“O’ Giglio e Paradiso”: An Italian-American Musical Classic

Joey Skee (July 09, 2008)
What the Brooklyn giglio feast and an obscure musician might tell us about Italian-American culture.


Today is the opening of the annual Brooklyn giglio feast in honor of the fifth century bishop St. Paulinus of Nola (Naples province, Campania), introduced by Nolani immigrants to the United States in 1903. The contemporary Williamsburg festa features approximately 125 men lifting and carrying a multi-storied tapering spire, known as the giglio (lily), or, more accurately, u’ gigl’, consisting of a painted papier-mâché façade attached to an aluminum frame. The feast’s dramatic climax is the meeting of the tower and a second ceremonial structure—a boat, complete with mast, sail, and rigging—at the intersection of Havemeyer and North 8th Streets in an enacted evocation of a mytho-historic moment when the jubilant townspeople welcomed home their manumitted bishop by waving lilies.  
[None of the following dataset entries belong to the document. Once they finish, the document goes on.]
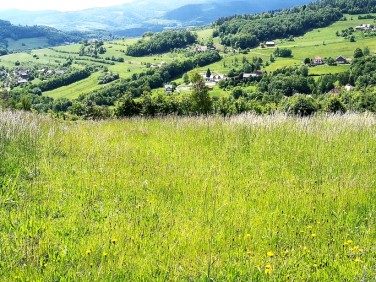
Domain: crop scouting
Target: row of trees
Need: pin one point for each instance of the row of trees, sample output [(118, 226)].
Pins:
[(249, 30), (161, 42), (54, 36)]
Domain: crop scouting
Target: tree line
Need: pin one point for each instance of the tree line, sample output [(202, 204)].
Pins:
[(161, 42)]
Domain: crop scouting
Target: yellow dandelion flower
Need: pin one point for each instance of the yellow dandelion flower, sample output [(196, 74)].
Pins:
[(270, 254)]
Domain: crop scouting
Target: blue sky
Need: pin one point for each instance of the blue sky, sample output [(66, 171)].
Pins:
[(64, 5)]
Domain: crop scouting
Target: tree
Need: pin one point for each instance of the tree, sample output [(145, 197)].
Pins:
[(366, 51), (201, 100), (332, 104), (299, 104), (208, 73), (126, 106), (358, 53), (186, 78)]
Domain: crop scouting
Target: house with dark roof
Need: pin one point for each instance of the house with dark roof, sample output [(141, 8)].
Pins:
[(318, 61), (341, 60)]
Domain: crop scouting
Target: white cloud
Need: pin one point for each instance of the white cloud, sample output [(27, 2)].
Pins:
[(65, 5)]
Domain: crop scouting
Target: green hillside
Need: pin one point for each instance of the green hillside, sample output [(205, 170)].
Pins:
[(247, 198)]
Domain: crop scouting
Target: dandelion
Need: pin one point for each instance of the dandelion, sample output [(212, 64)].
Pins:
[(268, 269)]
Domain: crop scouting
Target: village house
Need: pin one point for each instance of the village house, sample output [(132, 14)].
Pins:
[(318, 61), (257, 73), (364, 27), (199, 48), (270, 44), (341, 60), (21, 81), (60, 72), (169, 88)]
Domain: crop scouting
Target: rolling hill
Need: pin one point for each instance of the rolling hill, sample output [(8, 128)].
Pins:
[(126, 19)]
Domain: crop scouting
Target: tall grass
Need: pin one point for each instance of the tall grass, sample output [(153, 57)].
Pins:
[(247, 198)]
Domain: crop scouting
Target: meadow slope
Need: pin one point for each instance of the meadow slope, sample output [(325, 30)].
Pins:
[(249, 198)]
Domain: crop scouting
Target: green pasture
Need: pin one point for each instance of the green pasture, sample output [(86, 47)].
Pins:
[(247, 198), (27, 43), (74, 90)]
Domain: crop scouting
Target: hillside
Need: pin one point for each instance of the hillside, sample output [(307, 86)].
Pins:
[(246, 198), (10, 33), (316, 51), (126, 19)]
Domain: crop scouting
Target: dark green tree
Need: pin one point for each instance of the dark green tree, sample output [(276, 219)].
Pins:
[(202, 103)]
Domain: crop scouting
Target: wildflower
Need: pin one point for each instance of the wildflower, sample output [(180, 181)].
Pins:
[(268, 269), (270, 254)]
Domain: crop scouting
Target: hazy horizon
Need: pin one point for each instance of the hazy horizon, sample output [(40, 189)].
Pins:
[(64, 6)]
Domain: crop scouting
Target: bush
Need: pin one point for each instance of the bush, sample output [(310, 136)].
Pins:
[(299, 104)]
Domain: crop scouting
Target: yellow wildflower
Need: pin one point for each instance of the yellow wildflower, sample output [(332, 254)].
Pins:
[(268, 269), (270, 254)]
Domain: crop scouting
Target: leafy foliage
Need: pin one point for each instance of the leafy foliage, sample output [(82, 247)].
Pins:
[(161, 42)]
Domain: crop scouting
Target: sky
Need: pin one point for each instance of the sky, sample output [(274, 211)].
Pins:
[(64, 5)]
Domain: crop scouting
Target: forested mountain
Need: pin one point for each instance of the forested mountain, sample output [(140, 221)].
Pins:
[(244, 31), (205, 13), (127, 20), (16, 32)]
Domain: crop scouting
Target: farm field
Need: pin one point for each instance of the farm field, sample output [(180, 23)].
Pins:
[(247, 198), (321, 42)]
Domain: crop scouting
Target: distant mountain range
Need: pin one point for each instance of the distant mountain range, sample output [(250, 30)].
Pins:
[(137, 17)]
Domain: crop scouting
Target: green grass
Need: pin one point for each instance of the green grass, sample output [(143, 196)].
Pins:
[(27, 43), (192, 199), (74, 90)]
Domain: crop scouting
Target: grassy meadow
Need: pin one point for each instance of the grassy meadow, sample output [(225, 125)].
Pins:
[(247, 198)]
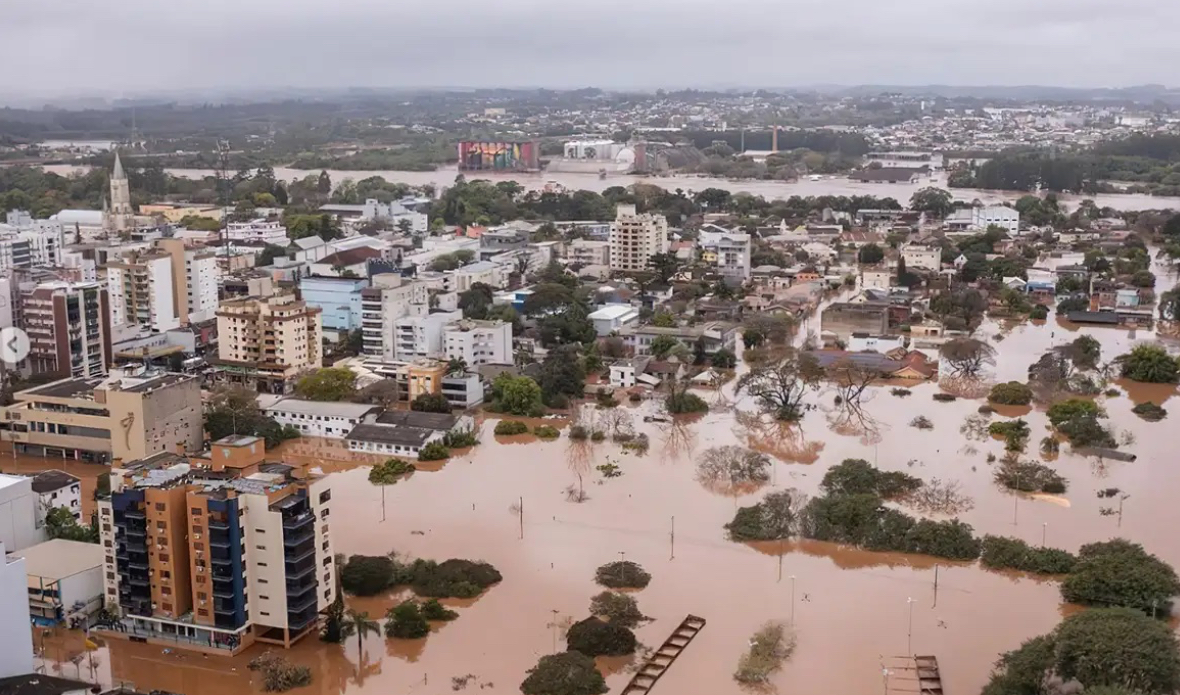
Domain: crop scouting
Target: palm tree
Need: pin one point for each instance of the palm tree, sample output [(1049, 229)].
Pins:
[(360, 623)]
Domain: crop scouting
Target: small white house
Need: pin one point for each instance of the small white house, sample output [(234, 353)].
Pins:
[(65, 579), (332, 420), (57, 489), (864, 342), (611, 318)]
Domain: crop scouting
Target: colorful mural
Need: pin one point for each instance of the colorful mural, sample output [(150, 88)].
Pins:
[(478, 156)]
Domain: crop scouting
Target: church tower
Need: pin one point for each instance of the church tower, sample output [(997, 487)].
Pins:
[(120, 216)]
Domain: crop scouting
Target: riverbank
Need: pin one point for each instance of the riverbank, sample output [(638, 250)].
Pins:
[(444, 177)]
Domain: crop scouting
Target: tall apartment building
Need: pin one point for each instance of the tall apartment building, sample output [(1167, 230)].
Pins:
[(391, 297), (142, 290), (729, 251), (69, 327), (478, 342), (194, 280), (218, 551), (27, 243), (635, 238), (267, 341), (129, 415), (421, 336)]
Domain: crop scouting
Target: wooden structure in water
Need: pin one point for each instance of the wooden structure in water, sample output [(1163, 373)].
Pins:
[(663, 657), (912, 675)]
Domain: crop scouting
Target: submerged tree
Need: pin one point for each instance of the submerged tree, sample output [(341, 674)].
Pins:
[(967, 356), (781, 385), (733, 469)]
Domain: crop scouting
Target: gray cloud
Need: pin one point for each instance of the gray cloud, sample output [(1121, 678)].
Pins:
[(132, 46)]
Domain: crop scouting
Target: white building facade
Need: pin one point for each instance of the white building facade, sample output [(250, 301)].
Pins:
[(635, 238), (19, 526), (17, 637), (479, 342)]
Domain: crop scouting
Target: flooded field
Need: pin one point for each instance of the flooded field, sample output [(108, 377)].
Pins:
[(506, 502)]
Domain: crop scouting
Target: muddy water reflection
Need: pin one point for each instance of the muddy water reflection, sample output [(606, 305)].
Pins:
[(850, 605)]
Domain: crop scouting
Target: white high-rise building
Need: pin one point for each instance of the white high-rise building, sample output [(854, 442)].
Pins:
[(194, 280), (478, 342), (142, 292), (635, 238), (17, 637), (391, 297), (19, 525)]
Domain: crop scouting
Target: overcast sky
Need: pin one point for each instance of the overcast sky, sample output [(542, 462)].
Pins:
[(123, 47)]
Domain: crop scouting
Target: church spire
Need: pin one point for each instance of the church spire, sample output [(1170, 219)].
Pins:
[(118, 175)]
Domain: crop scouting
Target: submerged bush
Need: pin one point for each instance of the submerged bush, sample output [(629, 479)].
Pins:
[(1029, 477), (1149, 412), (510, 427), (595, 637), (546, 432), (769, 647), (622, 575), (859, 477), (1013, 393), (618, 608), (453, 578), (1013, 553), (1120, 572)]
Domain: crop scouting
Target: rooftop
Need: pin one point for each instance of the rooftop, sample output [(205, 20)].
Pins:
[(389, 434), (329, 410), (613, 312), (40, 684), (60, 558), (51, 480)]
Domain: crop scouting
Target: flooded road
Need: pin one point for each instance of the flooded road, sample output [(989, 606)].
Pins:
[(850, 608), (768, 189)]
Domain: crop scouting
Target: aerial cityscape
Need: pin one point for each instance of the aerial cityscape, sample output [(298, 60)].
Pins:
[(382, 387)]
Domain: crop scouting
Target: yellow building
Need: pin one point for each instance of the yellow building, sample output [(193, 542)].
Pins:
[(129, 415), (267, 341)]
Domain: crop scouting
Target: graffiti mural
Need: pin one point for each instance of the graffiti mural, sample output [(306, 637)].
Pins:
[(478, 156)]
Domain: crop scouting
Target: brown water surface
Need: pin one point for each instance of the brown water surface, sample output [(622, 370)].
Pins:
[(850, 608)]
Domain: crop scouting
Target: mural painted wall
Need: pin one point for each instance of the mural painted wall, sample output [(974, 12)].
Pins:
[(478, 156)]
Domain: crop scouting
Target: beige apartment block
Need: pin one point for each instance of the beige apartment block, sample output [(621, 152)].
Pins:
[(267, 341), (129, 415)]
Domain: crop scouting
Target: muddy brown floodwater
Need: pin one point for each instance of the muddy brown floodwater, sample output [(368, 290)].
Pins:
[(850, 608)]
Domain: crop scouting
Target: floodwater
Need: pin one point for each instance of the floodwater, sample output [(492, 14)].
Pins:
[(507, 502), (769, 189)]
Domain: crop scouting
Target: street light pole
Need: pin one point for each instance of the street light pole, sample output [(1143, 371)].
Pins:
[(910, 629), (792, 601)]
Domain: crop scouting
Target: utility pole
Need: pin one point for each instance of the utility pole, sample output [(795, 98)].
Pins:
[(909, 634)]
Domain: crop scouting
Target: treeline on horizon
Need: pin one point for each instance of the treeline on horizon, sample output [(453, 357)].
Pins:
[(1149, 162)]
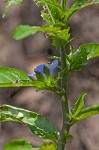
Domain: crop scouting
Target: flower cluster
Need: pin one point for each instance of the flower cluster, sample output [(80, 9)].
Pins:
[(45, 70)]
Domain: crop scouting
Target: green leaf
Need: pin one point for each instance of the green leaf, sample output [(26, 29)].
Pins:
[(48, 146), (10, 3), (77, 59), (79, 104), (38, 125), (91, 49), (18, 144), (85, 113), (24, 31), (10, 77), (79, 4)]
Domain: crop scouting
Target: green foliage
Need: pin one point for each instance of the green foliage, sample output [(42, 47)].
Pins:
[(10, 2), (50, 146), (91, 49), (18, 144), (77, 5), (79, 104), (38, 125), (79, 58), (80, 113), (24, 31), (10, 77), (85, 113), (57, 16)]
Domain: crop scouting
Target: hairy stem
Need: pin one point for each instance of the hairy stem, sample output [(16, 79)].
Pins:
[(64, 102), (63, 3)]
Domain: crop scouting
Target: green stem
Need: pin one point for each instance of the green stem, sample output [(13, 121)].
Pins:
[(63, 4), (64, 102)]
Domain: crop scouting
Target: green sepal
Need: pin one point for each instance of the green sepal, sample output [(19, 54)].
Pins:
[(38, 125)]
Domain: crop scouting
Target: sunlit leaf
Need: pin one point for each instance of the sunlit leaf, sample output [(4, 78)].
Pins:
[(85, 113), (38, 125), (79, 4), (10, 2), (79, 104), (24, 31), (18, 144), (92, 50), (77, 59)]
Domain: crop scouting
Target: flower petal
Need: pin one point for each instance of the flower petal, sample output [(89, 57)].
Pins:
[(32, 75), (53, 65), (40, 69)]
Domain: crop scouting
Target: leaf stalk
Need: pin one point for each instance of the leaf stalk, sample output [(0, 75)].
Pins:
[(64, 102)]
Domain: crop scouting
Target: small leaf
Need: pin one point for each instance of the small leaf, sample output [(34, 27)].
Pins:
[(79, 104), (92, 50), (38, 125), (18, 144), (24, 31), (87, 112), (10, 3), (77, 5), (77, 59)]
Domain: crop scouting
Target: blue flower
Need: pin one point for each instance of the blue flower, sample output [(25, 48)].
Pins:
[(40, 69)]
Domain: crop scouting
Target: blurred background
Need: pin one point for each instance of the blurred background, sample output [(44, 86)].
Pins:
[(28, 53)]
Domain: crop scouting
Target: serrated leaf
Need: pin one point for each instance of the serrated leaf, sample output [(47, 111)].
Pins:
[(92, 50), (38, 125), (79, 4), (77, 59), (10, 3), (85, 113), (79, 104), (18, 144), (24, 31)]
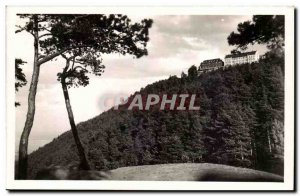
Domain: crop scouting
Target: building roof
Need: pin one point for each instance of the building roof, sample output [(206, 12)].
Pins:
[(240, 55), (212, 60)]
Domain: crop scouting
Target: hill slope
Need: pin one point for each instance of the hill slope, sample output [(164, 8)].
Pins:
[(240, 123)]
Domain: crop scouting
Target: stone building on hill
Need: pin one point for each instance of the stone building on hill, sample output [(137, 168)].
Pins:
[(209, 65), (241, 58)]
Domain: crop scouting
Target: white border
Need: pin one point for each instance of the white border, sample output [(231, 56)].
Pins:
[(153, 185)]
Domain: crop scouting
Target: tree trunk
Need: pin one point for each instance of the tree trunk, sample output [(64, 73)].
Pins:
[(84, 164), (23, 146)]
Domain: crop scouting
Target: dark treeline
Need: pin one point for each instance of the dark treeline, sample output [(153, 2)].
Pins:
[(240, 123)]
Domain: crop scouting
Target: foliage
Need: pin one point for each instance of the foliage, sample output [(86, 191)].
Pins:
[(263, 29)]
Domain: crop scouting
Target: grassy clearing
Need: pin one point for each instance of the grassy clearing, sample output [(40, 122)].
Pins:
[(191, 172)]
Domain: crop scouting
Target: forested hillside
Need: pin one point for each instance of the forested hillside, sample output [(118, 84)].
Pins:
[(240, 123)]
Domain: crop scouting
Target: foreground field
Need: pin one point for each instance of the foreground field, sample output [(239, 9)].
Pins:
[(191, 172)]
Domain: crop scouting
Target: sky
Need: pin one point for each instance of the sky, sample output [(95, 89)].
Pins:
[(176, 43)]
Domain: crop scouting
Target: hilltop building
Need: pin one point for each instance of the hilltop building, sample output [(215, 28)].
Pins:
[(241, 58), (209, 65)]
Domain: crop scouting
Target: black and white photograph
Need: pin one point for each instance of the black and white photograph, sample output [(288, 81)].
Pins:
[(161, 98)]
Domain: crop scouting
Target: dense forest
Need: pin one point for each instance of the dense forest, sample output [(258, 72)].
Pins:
[(240, 123)]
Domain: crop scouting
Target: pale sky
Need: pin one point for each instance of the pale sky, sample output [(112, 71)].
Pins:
[(176, 43)]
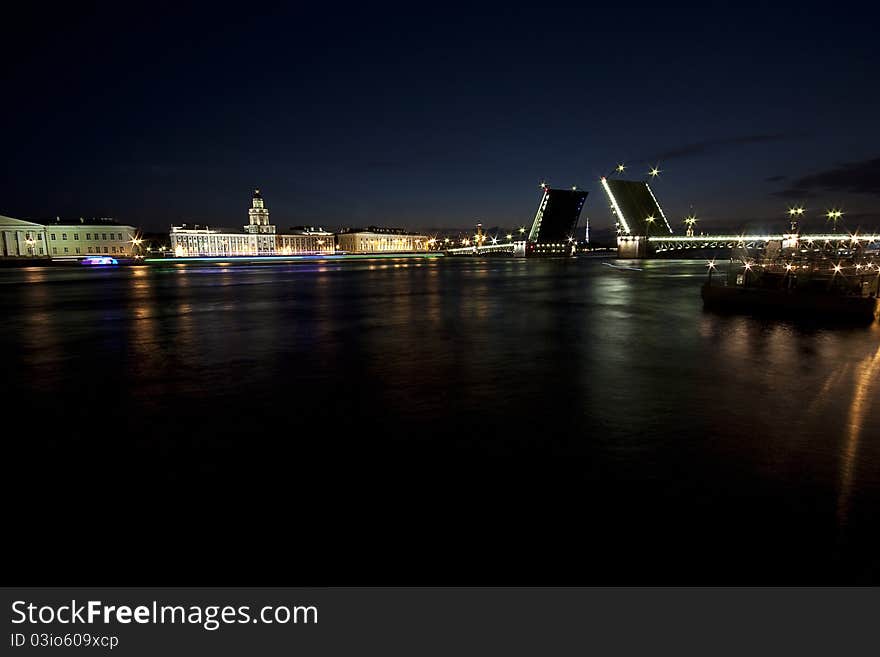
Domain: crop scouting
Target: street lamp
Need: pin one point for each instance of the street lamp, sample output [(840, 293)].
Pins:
[(834, 215)]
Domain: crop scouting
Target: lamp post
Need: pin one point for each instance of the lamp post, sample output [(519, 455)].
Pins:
[(834, 215)]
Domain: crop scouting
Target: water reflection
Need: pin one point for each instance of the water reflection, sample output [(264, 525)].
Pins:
[(600, 393)]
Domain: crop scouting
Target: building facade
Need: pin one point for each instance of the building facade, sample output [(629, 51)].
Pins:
[(90, 237), (380, 240), (258, 238), (59, 239), (21, 239), (306, 240)]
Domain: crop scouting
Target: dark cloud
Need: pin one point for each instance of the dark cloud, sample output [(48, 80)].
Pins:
[(848, 178), (795, 194), (714, 146)]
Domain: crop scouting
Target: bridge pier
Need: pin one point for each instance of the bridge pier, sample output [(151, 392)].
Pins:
[(632, 246)]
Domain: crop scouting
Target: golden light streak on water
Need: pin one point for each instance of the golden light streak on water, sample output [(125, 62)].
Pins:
[(866, 374)]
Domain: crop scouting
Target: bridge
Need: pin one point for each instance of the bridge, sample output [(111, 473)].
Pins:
[(551, 233), (643, 230)]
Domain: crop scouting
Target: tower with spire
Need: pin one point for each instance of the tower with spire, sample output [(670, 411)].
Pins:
[(262, 232), (259, 216)]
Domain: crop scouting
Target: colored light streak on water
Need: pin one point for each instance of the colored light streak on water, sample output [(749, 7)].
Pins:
[(280, 259)]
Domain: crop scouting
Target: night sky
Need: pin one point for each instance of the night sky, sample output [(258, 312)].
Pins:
[(440, 117)]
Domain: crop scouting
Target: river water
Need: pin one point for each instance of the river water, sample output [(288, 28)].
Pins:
[(460, 421)]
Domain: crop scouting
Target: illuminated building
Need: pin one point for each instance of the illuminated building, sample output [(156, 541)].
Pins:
[(258, 238), (305, 240), (259, 227), (90, 237), (21, 239), (380, 240), (60, 239)]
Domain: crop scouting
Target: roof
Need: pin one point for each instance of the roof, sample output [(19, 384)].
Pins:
[(10, 222), (84, 221)]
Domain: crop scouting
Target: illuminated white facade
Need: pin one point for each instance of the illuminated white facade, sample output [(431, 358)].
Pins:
[(90, 237), (189, 242), (305, 241), (368, 241), (57, 239), (259, 238), (21, 239)]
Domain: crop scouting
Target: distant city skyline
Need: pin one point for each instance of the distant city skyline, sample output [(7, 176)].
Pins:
[(437, 118)]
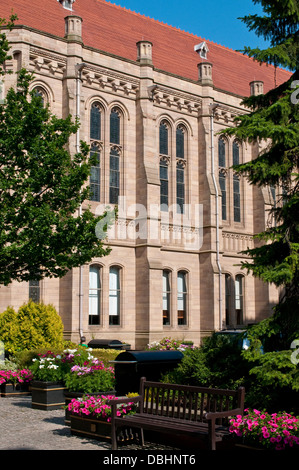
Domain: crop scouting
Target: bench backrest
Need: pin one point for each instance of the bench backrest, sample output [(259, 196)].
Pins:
[(188, 402)]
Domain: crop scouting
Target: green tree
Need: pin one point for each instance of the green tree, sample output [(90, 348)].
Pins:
[(272, 120), (42, 234)]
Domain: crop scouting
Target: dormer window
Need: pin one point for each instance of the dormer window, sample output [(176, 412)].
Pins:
[(202, 49), (67, 4)]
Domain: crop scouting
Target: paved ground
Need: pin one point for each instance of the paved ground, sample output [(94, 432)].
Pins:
[(24, 428)]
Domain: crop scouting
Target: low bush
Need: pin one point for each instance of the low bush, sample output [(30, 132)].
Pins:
[(35, 325)]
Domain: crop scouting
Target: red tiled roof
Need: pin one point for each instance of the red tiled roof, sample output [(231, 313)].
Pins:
[(116, 30)]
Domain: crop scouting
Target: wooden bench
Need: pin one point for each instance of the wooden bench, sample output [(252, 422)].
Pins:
[(183, 410)]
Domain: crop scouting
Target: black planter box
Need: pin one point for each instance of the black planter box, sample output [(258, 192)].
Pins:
[(14, 390), (47, 395)]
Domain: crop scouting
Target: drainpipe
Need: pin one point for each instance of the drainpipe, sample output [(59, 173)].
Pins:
[(213, 106), (78, 69)]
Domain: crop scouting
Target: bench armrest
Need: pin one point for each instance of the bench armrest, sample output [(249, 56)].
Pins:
[(223, 414)]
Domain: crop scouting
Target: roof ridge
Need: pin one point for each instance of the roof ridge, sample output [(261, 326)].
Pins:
[(114, 5)]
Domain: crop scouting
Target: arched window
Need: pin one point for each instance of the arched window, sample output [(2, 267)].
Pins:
[(114, 296), (180, 169), (95, 134), (163, 141), (180, 186), (34, 290), (164, 164), (166, 297), (94, 295), (236, 184), (115, 126), (95, 173), (180, 142), (182, 298), (41, 94), (164, 184), (115, 153), (114, 184), (222, 174), (95, 122), (239, 299), (228, 287)]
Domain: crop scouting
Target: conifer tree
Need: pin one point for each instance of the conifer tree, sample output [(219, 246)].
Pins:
[(42, 233), (272, 121)]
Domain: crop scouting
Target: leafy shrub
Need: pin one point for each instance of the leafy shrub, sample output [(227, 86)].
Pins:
[(35, 325)]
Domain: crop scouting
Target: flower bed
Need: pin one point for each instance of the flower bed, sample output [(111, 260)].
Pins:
[(90, 416), (92, 377), (97, 407), (271, 431), (15, 382), (170, 344), (15, 376), (51, 367)]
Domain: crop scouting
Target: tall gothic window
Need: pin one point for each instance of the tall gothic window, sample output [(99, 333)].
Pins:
[(114, 296), (222, 174), (182, 298), (164, 164), (94, 295), (228, 286), (40, 92), (115, 153), (114, 127), (236, 184), (34, 290), (180, 168), (95, 151), (239, 298), (114, 183), (166, 297), (95, 173), (95, 122)]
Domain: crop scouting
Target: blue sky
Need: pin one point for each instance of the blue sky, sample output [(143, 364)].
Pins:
[(213, 20)]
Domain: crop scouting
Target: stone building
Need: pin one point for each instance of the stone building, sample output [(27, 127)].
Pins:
[(152, 101)]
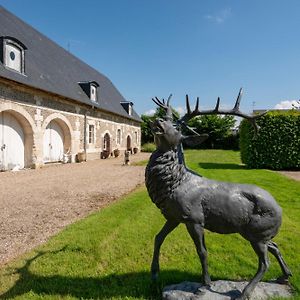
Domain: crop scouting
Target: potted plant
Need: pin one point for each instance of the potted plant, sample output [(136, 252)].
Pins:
[(105, 154), (116, 152)]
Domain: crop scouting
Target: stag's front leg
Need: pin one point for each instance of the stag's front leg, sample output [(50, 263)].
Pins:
[(196, 232), (263, 264), (159, 239)]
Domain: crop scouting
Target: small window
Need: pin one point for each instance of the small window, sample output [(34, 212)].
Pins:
[(130, 109), (91, 134), (93, 93), (13, 54), (119, 136)]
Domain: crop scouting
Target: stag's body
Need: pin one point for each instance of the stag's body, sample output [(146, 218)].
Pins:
[(186, 197)]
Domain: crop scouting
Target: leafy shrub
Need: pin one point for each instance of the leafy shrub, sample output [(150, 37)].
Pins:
[(277, 146), (148, 147)]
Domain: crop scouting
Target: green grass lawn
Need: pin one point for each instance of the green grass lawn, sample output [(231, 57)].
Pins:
[(108, 254)]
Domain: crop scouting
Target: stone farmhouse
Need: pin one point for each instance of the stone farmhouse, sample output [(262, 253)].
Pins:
[(53, 106)]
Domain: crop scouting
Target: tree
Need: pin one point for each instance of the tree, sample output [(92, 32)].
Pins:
[(218, 128)]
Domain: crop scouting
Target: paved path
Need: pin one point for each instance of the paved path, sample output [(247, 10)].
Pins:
[(36, 204)]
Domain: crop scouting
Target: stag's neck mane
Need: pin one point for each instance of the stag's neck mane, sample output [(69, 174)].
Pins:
[(164, 173)]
Trumpeter Phil Caccavalle and clarinetist Antonio Rosalia (1895-1970) composed the music in 1957, and Pasquale Ferrara wrote the Neapolitan lyrics the following year. The new song made its début in 1959. Up until that point, a new feast song was composed annually, in keeping with the tradition introduced by immigrants in 1903. Inventing a new tradition of a single, familiar song played from year to year occurred as the neighborhood was experiencing a series of dramatic changes (see my article for more on this topic).